Indeed, Porter has conceded in prior litigation that Larrieu's claims were adjudicated under the Settlement Agreement. See Porter, 2021 WL 3161433, at *2.
In addition, Porter's complaint must be dismissed because his supplemental claim for compensation for his effort to assist Larrieu is not permitted under the Settlement Agreement. It is true that the Settlement Agreement permits attorneys who secure compensation on behalf of a Class Member pursuant to contingency fee arrangements to collect payment of their fees directly from the Trust. See Settlement Agreement § VIII.E. Porter, however, is not an attorney. The Settlement Agreement does not provide for the payment of any fees to a non-attorney for assistance with the submission of a claim to the Trust. See id.; Porter, 2021 WL 3161433, at *2. Thus, the Trust has no obligation to pay Porter for any assistance he provided to Larrieu to secure compensation under the Settlement Agreement.
For the foregoing reasons, the court will dismiss Porter's complaint for failure to state a claim pursuant to 28 U.S.C. § 1915(e)(2)(B)(ii).

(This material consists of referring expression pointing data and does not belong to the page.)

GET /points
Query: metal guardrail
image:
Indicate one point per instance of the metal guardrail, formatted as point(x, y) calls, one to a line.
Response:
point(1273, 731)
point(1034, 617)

The court will also consider enjoining Porter from filing any further lawsuits related to his or Larrieu's claims against the Trust without first seeking leave from the court. As mentioned above, Porter has filed at least three meritless lawsuits in the past three years related to his and Larrieu's claim against the Trust. The All Writs Act, 28 U.S.C. § 1651, permits the court to issue a pre-filing injunction “to preclude abusive, groundless and vexatious litigation.” Brow v. Farrelly, 994 F.2d 1027, 1038 (3d Cir. 1993). A pre-filing injunction is permissible if (1) a litigant has engaged in “continuous abuse of the judicial process by filing meritless and repetitive actions”; (2) the court gives “notice to the litigant to show cause why the proposed injunctive relief should not issue”; and (3) “the scope of the injunctive order [is] narrowly tailored to fit the particular circumstances of the case.” Id. Accordingly, the court will order Porter to show cause why the court should not enter an order prohibiting him from making any further filings in this matter or commencing any new actions related to his or Larrieu's claims against the Trust without first seeking leave from the court.